With regard to safety, Sanofi stated that the most common adverse events (AEs) observed with fitusiran, with an incident of more than 10%, have been viral infection, nasopharyngitis, and bacterial infection. The company notes that thrombotic events, acute and recurrent gallbladder disease, and hepatotoxicity constitute potential significant AEs that could result from treatment with fitusiran.
“Current treatment options can make people with hemophilia feel they need to choose between effective bleed control and convenient dosing schedules, leading to trade-offs when it comes to disease management," Phil Gattone, the
president and CEO of the National Bleeding Disorders Foundation, added to the statement.1 "Qfitlia takes a novel approach to providing protection for people living with hemophilia while reducing the frequency of dosing for patients and their families.”
CGTLive®'s sister site, HCPLive®, previously spoke with Steven W. Pipe, MD, a professor of pediatric hematology/oncology at CS Mott Children’s Hospital, who presented data from ATLAS-OLE at the 66th American Society of Hematology (ASH) Annual Meeting and Exposition, held December 7-10, 2024, in San Diego, California.2 In the interview at the conference, Pipe gave his view on fItusiran based on the data presented.

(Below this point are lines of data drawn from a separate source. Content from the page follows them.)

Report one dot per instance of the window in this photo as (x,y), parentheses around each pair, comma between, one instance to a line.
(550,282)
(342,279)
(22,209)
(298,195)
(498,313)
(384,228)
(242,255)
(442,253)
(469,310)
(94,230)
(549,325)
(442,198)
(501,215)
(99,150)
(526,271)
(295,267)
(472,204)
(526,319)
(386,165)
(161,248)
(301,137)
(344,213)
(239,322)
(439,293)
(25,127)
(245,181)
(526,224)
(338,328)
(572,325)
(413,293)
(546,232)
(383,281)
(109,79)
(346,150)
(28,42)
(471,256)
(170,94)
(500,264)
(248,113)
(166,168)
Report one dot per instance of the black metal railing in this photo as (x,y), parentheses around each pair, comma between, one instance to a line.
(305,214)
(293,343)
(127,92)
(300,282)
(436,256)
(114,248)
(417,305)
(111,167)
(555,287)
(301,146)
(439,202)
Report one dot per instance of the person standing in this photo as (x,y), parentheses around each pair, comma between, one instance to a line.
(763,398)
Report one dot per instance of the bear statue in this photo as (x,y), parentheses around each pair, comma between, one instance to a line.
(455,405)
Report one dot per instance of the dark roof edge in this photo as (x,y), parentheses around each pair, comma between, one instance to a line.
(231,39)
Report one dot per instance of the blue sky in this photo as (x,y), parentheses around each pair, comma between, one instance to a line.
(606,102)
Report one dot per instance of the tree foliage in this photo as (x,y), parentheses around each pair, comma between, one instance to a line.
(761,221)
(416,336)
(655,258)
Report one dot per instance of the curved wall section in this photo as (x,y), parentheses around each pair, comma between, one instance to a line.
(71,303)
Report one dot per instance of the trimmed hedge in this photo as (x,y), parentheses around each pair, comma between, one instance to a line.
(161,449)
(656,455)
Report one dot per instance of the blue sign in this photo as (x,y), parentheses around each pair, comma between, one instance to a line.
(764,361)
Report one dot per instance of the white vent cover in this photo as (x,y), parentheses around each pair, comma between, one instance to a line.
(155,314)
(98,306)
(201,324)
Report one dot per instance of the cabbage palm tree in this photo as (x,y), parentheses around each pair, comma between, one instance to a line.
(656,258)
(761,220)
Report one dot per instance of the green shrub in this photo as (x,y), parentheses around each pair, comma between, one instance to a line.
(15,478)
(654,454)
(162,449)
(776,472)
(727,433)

"I think the conclusion I take from this is that fitusiran is a highly effective prophylactic agent and the modulation of thrombin generation allows for achieving effective bleed control with substantially lower doses of factor and bypassing agents, as well as fewer infusions," Pipe told HCPLive®. "This is just an overall better patient experience because if you're on an effective prophylactic agent, you're probably not infusing regularly anymore. The fact that you could look forward to, if you did have a breakthrough bleed, an effective bleed control in most patients, with just a single infusion at a much reduced dose, I think is a really great outcome for this trial."